As will be appreciated, there are a number of U.S. patents that in general cover towed vehicle deployment, such as U.S. Pat. Nos. 5,836,535; 5,603,470; 5,605,306; 5,570,854; 5,501,411; 5,333,814; 5,094,405; 5,102,063; 5,136,295; 4,808,999; 4,978,086; 5,029,773; 5,020,742; 3,987,746 and 5,014,997, all incorporated by reference herein. In none of these patents is the subject retrievable system shown or taught.
In the subject system, a device is deployed that captures the towline and reels it in to the canister so that as the towline is brought in, the deployed decoy is reeled in, and is secured to a cradle or saddle which telescopes out from the canister during the retrieval process. The decoy is captured by the cradle due to the tug of the tow line around sheaves or other like devices such that the decoy is taken up and is held to the cradle from whence it can be removed when the aircraft returns to base.
The result is that the decoy is not lost or sacrificed but is rather brought back for reuse or refurbishment, thus saving both time and money when it comes to redeployment.
As part of the subject invention, the towline is not itself initially winched but rather is lassoed, with the lasso being winched in. In one embodiment, the lasso is within an annular ridge on a frame through which the towlines pass as they pay out.
Since the towline is taut between its point of anchor to the canister and the decoy, the lasso collapses down around the towline and causes a loop to be formed in the towline. This loop is then dragged to a motor-driven spindle, which when activated causes both the lasso and the looped portion of the towline to wrap around the spindle. When a sufficient number of turns of the looped towline are wrapped around the spindle, the portion of the towline anchored to the canister is cut and the friction of the already wrapped towline is sufficient to draw in the decoy until such time that it is snugged up to the now-deployed cradle. This means that the decoy can be rapidly deployed from a fixed spindle on which the towing line is carried without having to have the spindle also function as a winch which would limit the speed of deployment.
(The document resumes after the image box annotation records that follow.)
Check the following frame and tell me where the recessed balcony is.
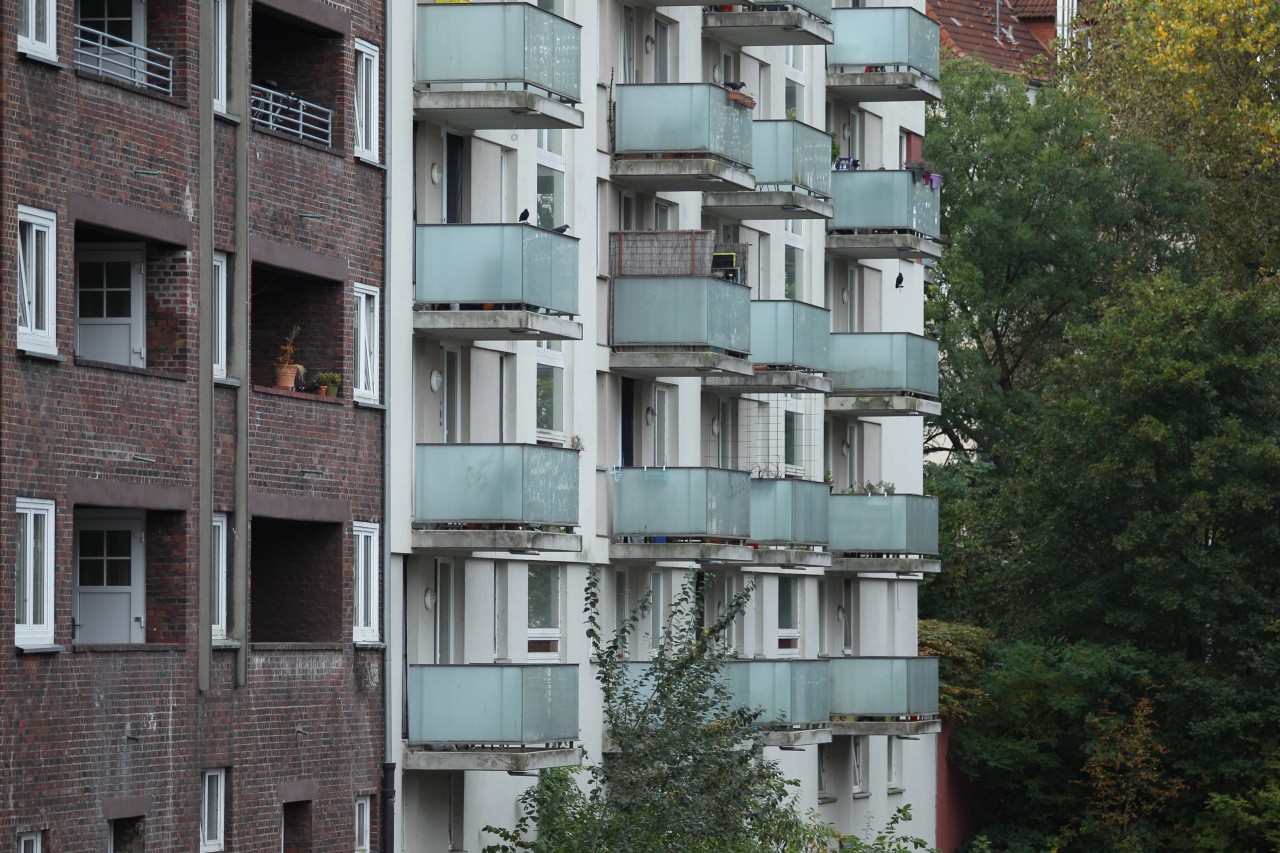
[828,657,941,735]
[404,663,582,772]
[703,120,835,220]
[609,83,755,192]
[413,444,582,553]
[413,3,584,131]
[413,224,582,341]
[827,169,942,260]
[827,332,942,418]
[827,6,942,102]
[609,467,755,565]
[703,0,835,47]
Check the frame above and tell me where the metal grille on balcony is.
[250,85,333,146]
[76,24,173,95]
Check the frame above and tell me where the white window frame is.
[351,521,380,643]
[352,283,383,402]
[18,0,58,61]
[351,38,381,163]
[14,498,56,648]
[200,767,227,853]
[18,205,58,355]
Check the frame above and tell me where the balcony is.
[827,170,942,260]
[413,224,582,341]
[828,657,941,735]
[413,3,582,131]
[827,8,942,102]
[609,83,755,192]
[404,663,582,771]
[413,444,582,553]
[609,467,755,564]
[703,120,833,220]
[703,0,835,47]
[827,332,942,418]
[704,300,831,394]
[828,494,940,574]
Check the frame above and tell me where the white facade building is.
[385,0,940,852]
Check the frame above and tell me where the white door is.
[76,507,146,643]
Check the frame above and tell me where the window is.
[352,40,379,163]
[353,284,381,402]
[14,498,54,646]
[529,564,561,661]
[18,206,58,353]
[351,521,379,643]
[18,0,58,58]
[200,768,227,853]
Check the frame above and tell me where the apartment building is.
[0,0,387,853]
[383,0,942,850]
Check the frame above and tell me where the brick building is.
[0,0,385,853]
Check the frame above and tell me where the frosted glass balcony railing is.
[413,444,579,526]
[724,661,831,725]
[829,332,938,398]
[751,478,831,546]
[413,224,577,315]
[614,83,751,168]
[416,3,582,104]
[828,657,938,717]
[408,663,579,745]
[828,494,938,555]
[829,170,941,238]
[609,275,751,352]
[751,300,831,371]
[751,122,831,196]
[827,8,938,81]
[613,467,751,539]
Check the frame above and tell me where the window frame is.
[17,205,58,355]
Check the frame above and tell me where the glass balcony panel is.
[828,657,938,717]
[614,83,751,167]
[751,300,831,371]
[828,494,938,555]
[751,479,831,546]
[611,275,751,352]
[831,170,941,238]
[417,3,582,102]
[415,224,577,315]
[751,122,831,196]
[827,8,938,81]
[829,332,938,397]
[408,663,579,744]
[613,467,751,539]
[413,444,579,526]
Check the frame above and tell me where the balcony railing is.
[828,332,938,398]
[829,172,941,238]
[413,444,579,526]
[613,83,751,168]
[76,24,173,95]
[828,494,938,556]
[609,275,751,353]
[250,85,333,146]
[613,467,751,540]
[829,657,938,719]
[827,8,938,81]
[415,224,577,315]
[751,122,831,197]
[751,300,831,371]
[751,478,831,545]
[408,663,579,745]
[417,3,582,104]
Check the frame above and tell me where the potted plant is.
[275,325,307,391]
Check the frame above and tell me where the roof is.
[925,0,1053,72]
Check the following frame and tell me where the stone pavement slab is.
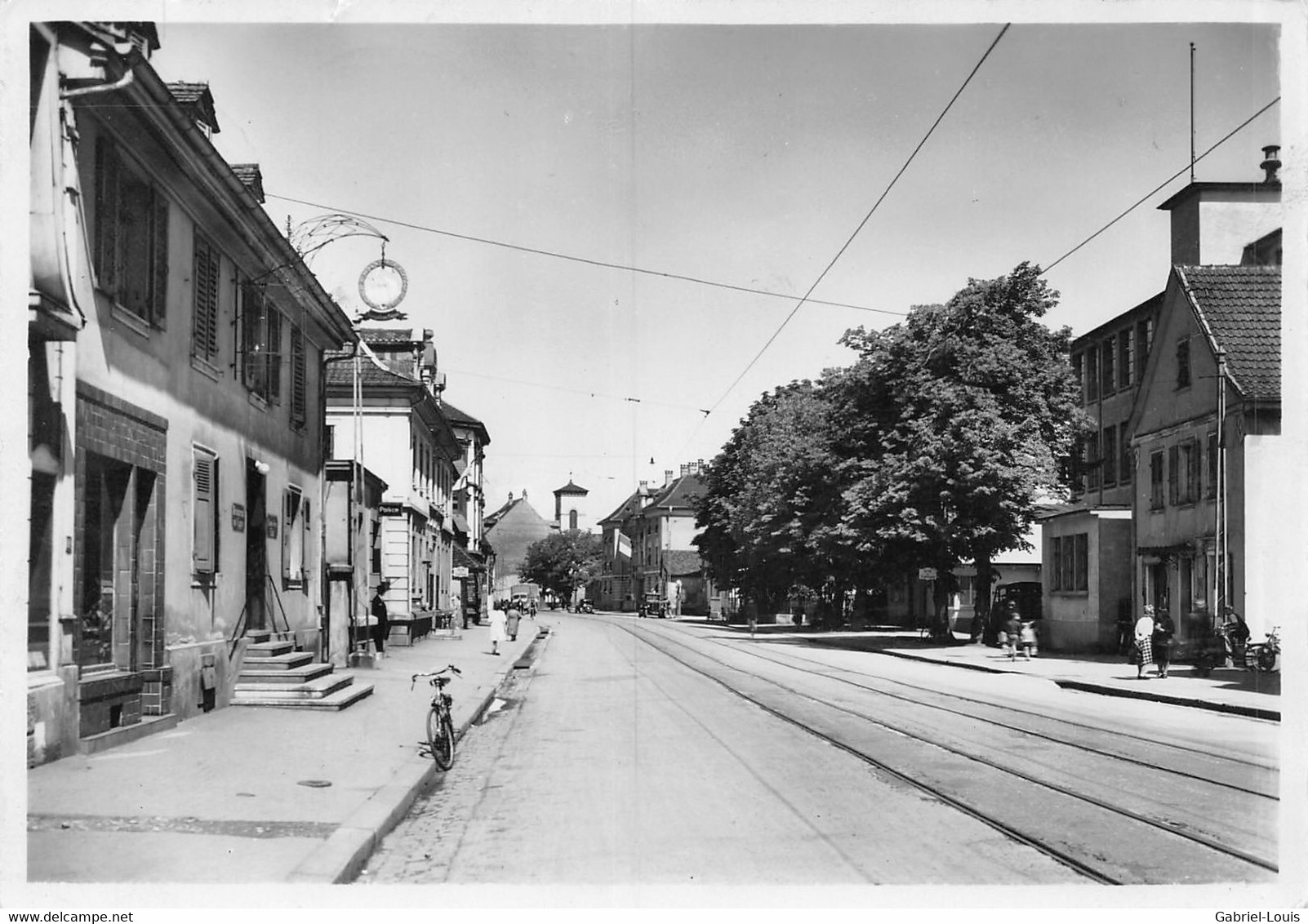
[28,618,552,882]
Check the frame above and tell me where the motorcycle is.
[1244,626,1280,673]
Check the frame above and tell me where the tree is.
[832,263,1086,637]
[519,529,604,600]
[695,380,839,622]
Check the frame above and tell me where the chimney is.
[1258,144,1280,183]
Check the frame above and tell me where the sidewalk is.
[708,622,1280,722]
[28,615,556,883]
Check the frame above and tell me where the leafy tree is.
[832,263,1086,635]
[519,529,604,600]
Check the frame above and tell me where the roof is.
[232,163,265,202]
[663,549,704,578]
[646,472,705,511]
[1176,267,1280,400]
[167,80,220,134]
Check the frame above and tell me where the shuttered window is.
[191,234,221,363]
[94,136,169,328]
[191,448,219,575]
[291,327,309,430]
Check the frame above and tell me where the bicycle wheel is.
[426,709,454,770]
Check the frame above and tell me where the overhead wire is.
[1040,96,1280,276]
[265,192,906,318]
[691,22,1012,423]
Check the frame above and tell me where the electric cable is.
[263,191,908,318]
[692,22,1012,418]
[1040,96,1280,276]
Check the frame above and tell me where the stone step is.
[237,661,332,686]
[232,683,373,713]
[233,673,354,700]
[242,651,314,670]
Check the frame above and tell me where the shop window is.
[94,136,169,328]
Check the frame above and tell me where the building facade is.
[29,24,354,761]
[327,327,465,635]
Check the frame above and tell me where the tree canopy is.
[519,529,604,597]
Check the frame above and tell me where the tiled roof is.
[663,549,702,578]
[167,80,221,135]
[1176,267,1280,400]
[232,163,265,202]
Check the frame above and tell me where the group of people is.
[999,600,1040,661]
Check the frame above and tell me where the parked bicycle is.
[409,664,463,770]
[1244,626,1280,672]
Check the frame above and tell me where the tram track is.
[582,617,1277,883]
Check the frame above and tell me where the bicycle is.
[409,664,463,770]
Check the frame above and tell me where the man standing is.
[373,580,391,657]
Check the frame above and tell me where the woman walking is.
[1132,604,1154,680]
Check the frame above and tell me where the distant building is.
[485,491,554,600]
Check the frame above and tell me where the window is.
[1149,452,1163,509]
[241,282,281,402]
[1208,430,1217,498]
[1167,446,1181,506]
[281,487,309,587]
[1117,424,1136,485]
[291,327,307,431]
[1071,533,1089,591]
[191,447,219,580]
[1104,426,1117,485]
[94,136,169,328]
[191,234,221,363]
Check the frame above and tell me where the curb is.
[842,643,1280,722]
[285,629,549,885]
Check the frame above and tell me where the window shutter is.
[150,189,169,331]
[191,452,217,574]
[291,327,309,428]
[96,136,118,293]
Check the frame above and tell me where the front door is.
[246,459,268,629]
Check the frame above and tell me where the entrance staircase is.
[232,633,373,711]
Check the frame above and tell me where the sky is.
[127,2,1284,519]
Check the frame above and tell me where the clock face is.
[358,260,408,311]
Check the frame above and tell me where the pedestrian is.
[1003,600,1021,661]
[371,580,391,657]
[1021,620,1040,661]
[1150,611,1176,678]
[1132,604,1154,680]
[491,606,509,656]
[504,600,522,642]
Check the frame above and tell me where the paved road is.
[363,617,1278,885]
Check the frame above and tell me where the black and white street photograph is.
[0,0,1308,924]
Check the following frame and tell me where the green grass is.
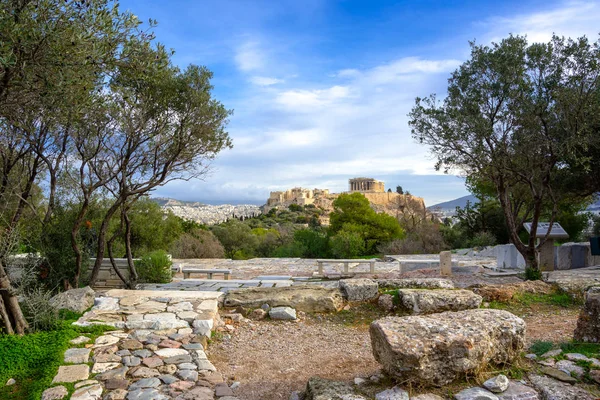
[0,313,114,400]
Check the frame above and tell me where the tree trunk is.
[123,209,138,286]
[71,199,89,288]
[90,198,122,286]
[0,261,29,335]
[106,221,133,289]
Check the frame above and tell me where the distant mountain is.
[427,194,478,212]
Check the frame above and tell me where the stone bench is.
[317,259,375,276]
[172,266,231,281]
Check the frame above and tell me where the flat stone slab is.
[64,349,91,364]
[370,309,525,386]
[376,278,454,289]
[106,290,224,300]
[52,364,90,383]
[529,374,596,400]
[398,289,483,314]
[223,285,344,312]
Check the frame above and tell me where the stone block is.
[574,287,600,343]
[398,289,483,314]
[370,309,525,386]
[340,279,379,301]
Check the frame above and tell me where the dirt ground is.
[209,304,578,400]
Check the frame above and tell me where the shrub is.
[135,250,173,283]
[171,229,225,258]
[331,231,365,258]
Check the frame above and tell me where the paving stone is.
[96,366,129,381]
[554,360,585,379]
[177,363,198,369]
[64,349,91,364]
[269,307,296,320]
[167,301,194,313]
[127,388,169,400]
[215,383,236,400]
[163,354,192,364]
[175,386,214,400]
[454,387,499,400]
[42,386,69,400]
[129,367,160,378]
[133,349,154,358]
[483,375,510,393]
[169,381,195,392]
[104,379,129,390]
[71,384,102,400]
[194,360,217,371]
[69,336,92,344]
[192,319,213,337]
[154,348,188,357]
[52,364,90,383]
[129,378,160,390]
[529,374,596,400]
[102,389,128,400]
[372,386,409,400]
[496,381,540,400]
[158,374,179,385]
[156,364,177,375]
[142,357,164,368]
[92,363,123,374]
[121,356,142,367]
[92,354,122,363]
[177,369,198,382]
[120,339,144,350]
[182,343,204,350]
[158,339,181,349]
[73,379,99,389]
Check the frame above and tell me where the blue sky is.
[121,0,600,205]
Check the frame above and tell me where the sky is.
[121,0,600,206]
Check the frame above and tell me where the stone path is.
[42,290,236,400]
[173,254,496,279]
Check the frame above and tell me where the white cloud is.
[275,85,350,111]
[250,76,283,86]
[482,1,600,42]
[235,41,265,72]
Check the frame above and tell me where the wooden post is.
[440,251,452,276]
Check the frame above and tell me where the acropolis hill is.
[264,178,426,222]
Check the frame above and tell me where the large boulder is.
[50,286,95,313]
[574,287,600,343]
[340,279,379,301]
[377,278,454,289]
[223,285,344,312]
[370,309,525,386]
[398,289,482,314]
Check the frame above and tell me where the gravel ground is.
[209,316,379,400]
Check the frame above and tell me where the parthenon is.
[348,178,385,193]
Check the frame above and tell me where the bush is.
[331,231,365,258]
[171,229,225,258]
[135,250,173,283]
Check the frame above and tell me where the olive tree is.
[409,36,600,271]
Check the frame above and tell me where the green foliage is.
[331,230,365,258]
[211,219,258,259]
[288,204,303,212]
[170,228,225,258]
[525,266,542,281]
[529,340,554,357]
[135,250,173,283]
[294,229,329,258]
[328,193,405,255]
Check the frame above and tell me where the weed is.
[529,340,554,356]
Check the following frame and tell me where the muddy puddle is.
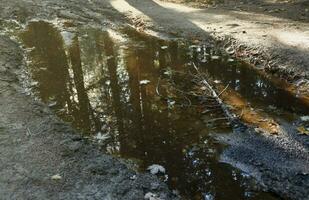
[20,21,308,200]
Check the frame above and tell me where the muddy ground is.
[0,0,309,199]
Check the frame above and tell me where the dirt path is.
[111,0,309,90]
[0,0,309,199]
[0,37,175,200]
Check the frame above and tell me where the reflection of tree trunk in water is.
[21,22,73,118]
[103,33,125,147]
[126,54,144,158]
[69,36,91,131]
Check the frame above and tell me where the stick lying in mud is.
[192,62,237,125]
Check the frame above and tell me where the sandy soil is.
[0,0,309,199]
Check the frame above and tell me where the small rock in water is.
[211,56,220,60]
[147,164,165,175]
[225,47,235,55]
[139,80,150,85]
[51,174,62,180]
[144,192,161,200]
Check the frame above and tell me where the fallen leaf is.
[211,56,220,60]
[94,132,110,142]
[51,174,62,180]
[139,80,150,85]
[300,115,309,122]
[147,164,165,175]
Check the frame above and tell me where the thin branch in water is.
[192,62,236,124]
[218,83,230,96]
[205,117,228,123]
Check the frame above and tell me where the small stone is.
[51,174,62,181]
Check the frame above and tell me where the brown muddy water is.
[20,21,308,200]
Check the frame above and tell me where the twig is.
[206,117,228,123]
[192,62,236,124]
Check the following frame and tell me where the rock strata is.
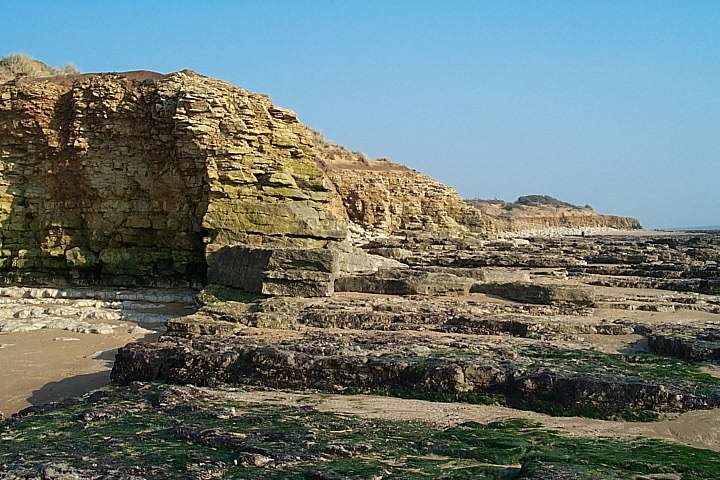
[0,71,345,285]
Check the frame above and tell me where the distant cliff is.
[0,67,346,284]
[467,195,641,234]
[0,59,639,285]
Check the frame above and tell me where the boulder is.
[208,245,338,297]
[471,282,595,307]
[335,269,474,295]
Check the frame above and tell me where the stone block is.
[207,245,338,297]
[471,282,595,307]
[335,268,474,295]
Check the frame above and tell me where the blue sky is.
[0,0,720,227]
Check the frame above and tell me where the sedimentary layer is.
[0,71,345,284]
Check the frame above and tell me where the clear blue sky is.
[0,0,720,227]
The result is that a compact deployment and retrieval canister {fraction (1/10)}th the size of the aforementioned pods can be utilized so that the decoys need not be sacrificed. Moreover, because of the compact size of the deployment canister, the canisters can be affixed to the aircraft at points which do not interfere with the placement of weapons loads. The result is that decoys can be stored, launched and retrieved without diminishing the weapons payload of the aircraft.
In summary, recovery of a towed body, in one embodiment in the form of a decoy which is initially stowed in a receptacle or canister and which is allowed to pay out behind an aircraft on a towing cable wrapped around a spindle, is accomplished by snaring or lassoing a portion of the towing cable and by dragging it to a further spindle which is driven so as to cause the lasso and a portion of the towing cable to wind up around the driven spindle. When a sufficient amount of the cable is wound around the driven spindle, the cable end secured to the canister is severed to allow all of the rest of the towing cable to be wound up. In one embodiment, a telescoping saddle or docking cradle is provided which extends from the canister to receive the retracted towed body so that it may be secured to the moving vehicle from whence it can be recovered, refurbished and redeployed.